So when Morgan suffered concussions in successive weeks while playing for Tweed Heads in the Intrust Super Cup earlier this season he ignored the advice of his teammates and instead listened to the Titans' club doctor and spent two weeks on the sidelines.
He says that the thought of what his father went through in 2010 never really entered his mind but watching Will Smith in 'Concussion' – a Hollywood film highlighting the effect brain injuries has had on players in the NFL – whilst sitting out was a not an altogether soothing way to recover.
"I watched that movie 'Concussion' and I was like 'Geez, all these people are killing themselves'," Boyle recalled after starring from the bench in the Titans' extraordinary 38-36 win over Melbourne on Saturday night.
"I watched it while I was out. It was pretty hectic."
Standing at an imposing 193 centimetres, Boyle says the concussions he has suffered have not come from being hit in the head as such but by the tops of opposition players' heads crashing into the bottom of his jaw.
With 19-year-old Max King handed an NRL spot early in the year Boyle said he was more motivated to earn an NRL debut of his own but that he wasn't going to rush back until he knew – in his own mind – that he was fit to take the field.
"You've got your brain for the rest of your life so the doctor sat me out which was probably a good decision and it made me more keen to prove my spot," said Boyle, who ran for 181 metres in 57 minutes against Melbourne.
"All the boys go, 'Tell her you're fine' but she really could see that I wasn't fine so it was probably the right decision.
"The old man had a bit of a brain injury on the farm working and I wasn't relating it to that but no one can predict what the brain's like."
With little experience to support them early in the season Ryan James and Jarrod Wallace were forced to punch out big minutes in the opening rounds for Gold Coast but according to James the contributions from the bench of Boyle, Leivaha Pulu and Paterika Vaivai has been key in their three-game winning streak.

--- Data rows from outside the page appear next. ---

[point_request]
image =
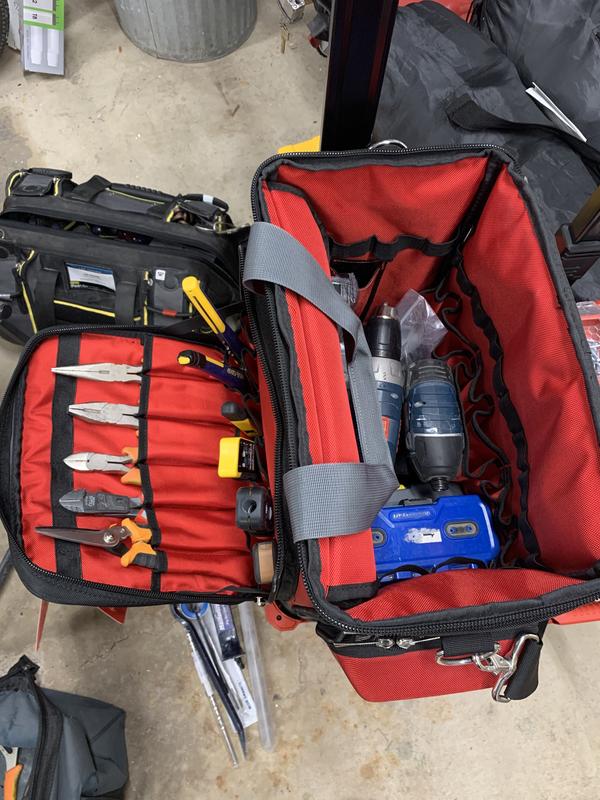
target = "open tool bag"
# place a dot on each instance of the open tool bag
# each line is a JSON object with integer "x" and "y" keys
{"x": 457, "y": 225}
{"x": 58, "y": 746}
{"x": 98, "y": 252}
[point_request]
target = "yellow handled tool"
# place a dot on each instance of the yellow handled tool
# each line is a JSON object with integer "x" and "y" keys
{"x": 12, "y": 771}
{"x": 227, "y": 337}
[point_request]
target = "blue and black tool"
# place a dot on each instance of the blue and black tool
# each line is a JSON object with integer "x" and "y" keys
{"x": 453, "y": 532}
{"x": 435, "y": 437}
{"x": 384, "y": 340}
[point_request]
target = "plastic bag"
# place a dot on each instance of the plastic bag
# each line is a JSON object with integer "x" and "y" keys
{"x": 420, "y": 327}
{"x": 590, "y": 316}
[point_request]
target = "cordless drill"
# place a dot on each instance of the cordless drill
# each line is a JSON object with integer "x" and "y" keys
{"x": 435, "y": 437}
{"x": 383, "y": 338}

"We've expected a lot from him and Patty Vaivai for the last two weeks," James said of Boyle's growing role within the squad.
"Jarrod Wallace went off with a head knock last game and that gave both of them a lot of game-time and I think they both learnt a lot from that last game.
"'Boyley' went out there [against Melbourne] and played a lot of minutes and he was strong.
"He had strong carries, he does good little things around the ball that most people probably don't see and Patty Vaivai's post-contact metres are second to none.
"They've been excellent for us and our bench has definitely been a turning point for us the last three weeks."
Given how quickly he has slotted into the Titans' NRL line-up since his NRL debut in Round 6 against the club where his father made his name, Boyle says he must heed the advice of others at the club and start to believe that he belongs in such company.
"I feel a lot more comfortable before games just knowing my simple role," said Boyle.
"Just don't try and do too many big things, just do your little things and the playmakers will come off that.
"'Dark' (James) and 'J-Wall' (Wallace) and 'Peatsy' (Nathan Peats) have been helping me, running back into the line and saying little things like 'one more tackle' or 'we need you to get to four'. Simple stuff like that talking in my ear that's making my job a lot easier.
"Everyone in the club has put a lot of belief in me and saying that I can do it, that I've just got to believe in myself.
"They say, 'You're a big enough and a strong enough young lad'.
"I'm slowly getting it through my head."